In my opinion, Kinley had gotten off relatively easily at school.  So at home, Josh and I chose to levy some serious and hopefully meaningful punishments.  We reminded Kinley that as a Christian she is to be a reflection of Christ.  We told her that she had not been a positive reflection and that we wanted her to understand how God felt about our words to others.  To help her learn and remember, she was going to lose TV and electronics for a minimum of two weeks during which time she was to learn five Bible verses related to harsh words (Colossians 4:6, Psalms 19:14, Ephesians 4:29, James 1:19-20, and Colossians 3:12-13).  She also had to write a letter to be mailed to the little girl apologizing for her actions.  Finally, she would be required to pray for her relationship with the little girl each night during our family devotionals until things got better.

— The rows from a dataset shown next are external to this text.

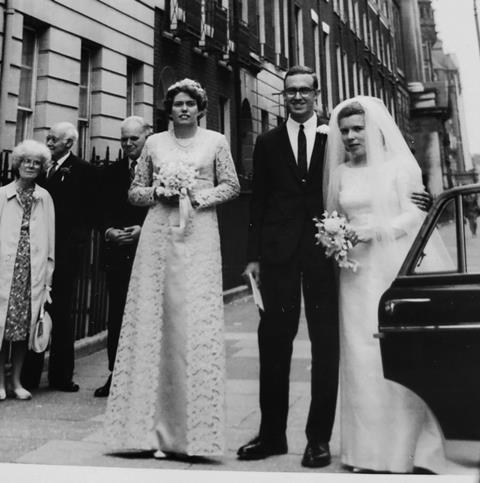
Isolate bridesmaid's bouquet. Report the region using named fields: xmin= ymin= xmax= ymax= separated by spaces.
xmin=153 ymin=160 xmax=197 ymax=198
xmin=313 ymin=211 xmax=358 ymax=272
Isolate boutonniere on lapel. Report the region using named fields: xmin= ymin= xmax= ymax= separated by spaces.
xmin=58 ymin=166 xmax=72 ymax=182
xmin=317 ymin=124 xmax=330 ymax=136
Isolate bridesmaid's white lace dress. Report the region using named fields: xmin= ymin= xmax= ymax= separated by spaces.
xmin=105 ymin=128 xmax=239 ymax=456
xmin=336 ymin=163 xmax=456 ymax=473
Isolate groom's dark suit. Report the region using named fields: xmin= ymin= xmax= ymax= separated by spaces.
xmin=248 ymin=124 xmax=338 ymax=445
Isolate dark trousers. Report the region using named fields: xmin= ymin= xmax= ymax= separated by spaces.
xmin=107 ymin=259 xmax=132 ymax=371
xmin=258 ymin=226 xmax=339 ymax=443
xmin=22 ymin=246 xmax=82 ymax=388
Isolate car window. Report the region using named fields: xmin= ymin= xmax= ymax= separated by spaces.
xmin=462 ymin=193 xmax=480 ymax=273
xmin=414 ymin=199 xmax=458 ymax=274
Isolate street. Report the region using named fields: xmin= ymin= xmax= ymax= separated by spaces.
xmin=0 ymin=297 xmax=480 ymax=482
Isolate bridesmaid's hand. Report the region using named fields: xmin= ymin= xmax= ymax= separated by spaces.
xmin=345 ymin=230 xmax=360 ymax=246
xmin=155 ymin=186 xmax=178 ymax=206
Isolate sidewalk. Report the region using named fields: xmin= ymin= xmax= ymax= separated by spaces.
xmin=0 ymin=297 xmax=480 ymax=483
xmin=0 ymin=297 xmax=343 ymax=481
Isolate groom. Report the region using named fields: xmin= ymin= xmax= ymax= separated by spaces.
xmin=237 ymin=66 xmax=431 ymax=468
xmin=237 ymin=66 xmax=340 ymax=468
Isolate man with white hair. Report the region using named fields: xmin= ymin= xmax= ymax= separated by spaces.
xmin=94 ymin=116 xmax=151 ymax=397
xmin=22 ymin=122 xmax=97 ymax=392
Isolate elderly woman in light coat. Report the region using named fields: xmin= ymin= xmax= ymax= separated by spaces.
xmin=0 ymin=140 xmax=55 ymax=401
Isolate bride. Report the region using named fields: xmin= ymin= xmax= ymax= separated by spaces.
xmin=324 ymin=96 xmax=460 ymax=473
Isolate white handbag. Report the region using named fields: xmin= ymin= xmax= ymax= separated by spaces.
xmin=32 ymin=305 xmax=52 ymax=352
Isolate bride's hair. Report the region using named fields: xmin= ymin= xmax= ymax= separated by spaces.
xmin=337 ymin=101 xmax=365 ymax=123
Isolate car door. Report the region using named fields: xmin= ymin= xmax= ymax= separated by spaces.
xmin=378 ymin=185 xmax=480 ymax=440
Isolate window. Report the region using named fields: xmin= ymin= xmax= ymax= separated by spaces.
xmin=354 ymin=1 xmax=363 ymax=39
xmin=15 ymin=27 xmax=37 ymax=144
xmin=77 ymin=47 xmax=92 ymax=157
xmin=219 ymin=97 xmax=231 ymax=143
xmin=342 ymin=52 xmax=350 ymax=99
xmin=281 ymin=0 xmax=290 ymax=57
xmin=312 ymin=19 xmax=321 ymax=89
xmin=358 ymin=65 xmax=366 ymax=95
xmin=348 ymin=0 xmax=356 ymax=32
xmin=322 ymin=24 xmax=333 ymax=111
xmin=238 ymin=0 xmax=248 ymax=24
xmin=336 ymin=46 xmax=345 ymax=101
xmin=273 ymin=0 xmax=282 ymax=57
xmin=295 ymin=6 xmax=305 ymax=65
xmin=414 ymin=199 xmax=460 ymax=273
xmin=125 ymin=59 xmax=142 ymax=116
xmin=352 ymin=62 xmax=358 ymax=96
xmin=260 ymin=109 xmax=270 ymax=133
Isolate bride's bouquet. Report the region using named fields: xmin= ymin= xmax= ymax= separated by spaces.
xmin=313 ymin=211 xmax=358 ymax=272
xmin=153 ymin=160 xmax=197 ymax=198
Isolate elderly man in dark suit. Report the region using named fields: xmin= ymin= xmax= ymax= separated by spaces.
xmin=22 ymin=122 xmax=97 ymax=392
xmin=94 ymin=116 xmax=151 ymax=397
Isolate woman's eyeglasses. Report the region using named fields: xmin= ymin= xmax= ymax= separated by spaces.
xmin=22 ymin=159 xmax=42 ymax=168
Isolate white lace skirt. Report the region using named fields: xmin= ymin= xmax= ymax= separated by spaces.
xmin=105 ymin=205 xmax=225 ymax=456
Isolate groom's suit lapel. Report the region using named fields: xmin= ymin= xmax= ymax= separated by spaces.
xmin=279 ymin=123 xmax=302 ymax=183
xmin=279 ymin=123 xmax=327 ymax=183
xmin=308 ymin=126 xmax=327 ymax=179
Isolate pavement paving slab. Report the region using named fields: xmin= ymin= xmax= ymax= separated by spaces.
xmin=0 ymin=297 xmax=480 ymax=483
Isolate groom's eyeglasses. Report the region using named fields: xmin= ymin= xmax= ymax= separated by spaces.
xmin=283 ymin=87 xmax=315 ymax=97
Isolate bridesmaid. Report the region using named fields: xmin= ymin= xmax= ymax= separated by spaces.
xmin=0 ymin=140 xmax=55 ymax=401
xmin=105 ymin=79 xmax=239 ymax=457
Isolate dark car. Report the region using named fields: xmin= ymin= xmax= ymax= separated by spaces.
xmin=377 ymin=184 xmax=480 ymax=440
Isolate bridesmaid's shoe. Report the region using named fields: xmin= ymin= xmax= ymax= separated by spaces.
xmin=12 ymin=387 xmax=32 ymax=401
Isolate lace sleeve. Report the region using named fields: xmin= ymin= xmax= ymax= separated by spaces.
xmin=128 ymin=144 xmax=156 ymax=206
xmin=193 ymin=136 xmax=240 ymax=212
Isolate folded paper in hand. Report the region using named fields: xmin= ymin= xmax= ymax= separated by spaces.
xmin=248 ymin=273 xmax=265 ymax=310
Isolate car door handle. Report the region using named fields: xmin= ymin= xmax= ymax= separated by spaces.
xmin=373 ymin=322 xmax=480 ymax=339
xmin=385 ymin=298 xmax=432 ymax=315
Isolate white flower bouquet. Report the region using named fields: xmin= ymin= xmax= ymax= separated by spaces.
xmin=153 ymin=161 xmax=197 ymax=197
xmin=313 ymin=211 xmax=358 ymax=272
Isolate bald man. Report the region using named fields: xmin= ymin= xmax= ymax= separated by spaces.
xmin=94 ymin=116 xmax=151 ymax=397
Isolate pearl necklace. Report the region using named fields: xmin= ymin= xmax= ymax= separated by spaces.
xmin=170 ymin=131 xmax=197 ymax=149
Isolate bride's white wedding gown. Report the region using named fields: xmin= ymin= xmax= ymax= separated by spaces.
xmin=336 ymin=163 xmax=454 ymax=473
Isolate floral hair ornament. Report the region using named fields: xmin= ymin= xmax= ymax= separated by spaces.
xmin=167 ymin=77 xmax=205 ymax=94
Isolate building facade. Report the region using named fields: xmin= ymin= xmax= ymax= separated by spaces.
xmin=0 ymin=0 xmax=156 ymax=158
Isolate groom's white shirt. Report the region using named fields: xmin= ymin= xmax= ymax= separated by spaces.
xmin=287 ymin=113 xmax=317 ymax=167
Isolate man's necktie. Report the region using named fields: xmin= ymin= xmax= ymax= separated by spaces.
xmin=47 ymin=160 xmax=58 ymax=179
xmin=297 ymin=124 xmax=308 ymax=179
xmin=129 ymin=159 xmax=137 ymax=182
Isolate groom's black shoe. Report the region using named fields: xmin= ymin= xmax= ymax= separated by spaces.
xmin=237 ymin=436 xmax=288 ymax=461
xmin=302 ymin=442 xmax=331 ymax=468
xmin=93 ymin=374 xmax=112 ymax=397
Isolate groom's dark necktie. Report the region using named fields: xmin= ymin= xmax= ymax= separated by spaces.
xmin=47 ymin=160 xmax=58 ymax=179
xmin=297 ymin=124 xmax=308 ymax=179
xmin=128 ymin=159 xmax=137 ymax=183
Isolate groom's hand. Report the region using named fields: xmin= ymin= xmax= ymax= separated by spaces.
xmin=243 ymin=262 xmax=260 ymax=287
xmin=410 ymin=190 xmax=433 ymax=211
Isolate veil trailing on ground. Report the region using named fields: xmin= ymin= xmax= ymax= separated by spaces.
xmin=323 ymin=96 xmax=423 ymax=250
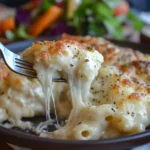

And, of course, we told her that if she EVER did or said something that used her relationship to me as a weapon or bargaining chip again, she would be moved back into a regular classroom with no discussion.

The next week at school was tense, but I felt we were reaching a new normal.  Kinley and the little girl were a bit strained, but I assumed that was normal and that our fervent prayers for their relationship would aid in the healing process. At home, Kinley had begun to draw pictures for the little girl and to talk about how she was trying to include her in conversations and recess activities.  Josh and I were actually pleasantly surprised by the sincerity Kinley showed when reaching out to make ammends.  But the uglier part was yet to come.

The following Monday, seven school days after the incident, I got the news that the little girl was leaving my class.  Her parents decided that placement my High Ability classroom (which is optional in our school system) was not working for their daughter, and they pulled her out without saying goodbye.  She didn't even clean out her desk.  She just didn't come back.

Kinley, of course, asked if it was her fault.  To be fair, the parents had been unhappy with a few of my classroom policies and the incident with Kinley had been the last nail in the coffin. But Kinley was really worried.  I did my best to reassure her without shying away from the serious nature of what she had done.

But I haven't stopped worrying about it.  And it's not getting any prettier.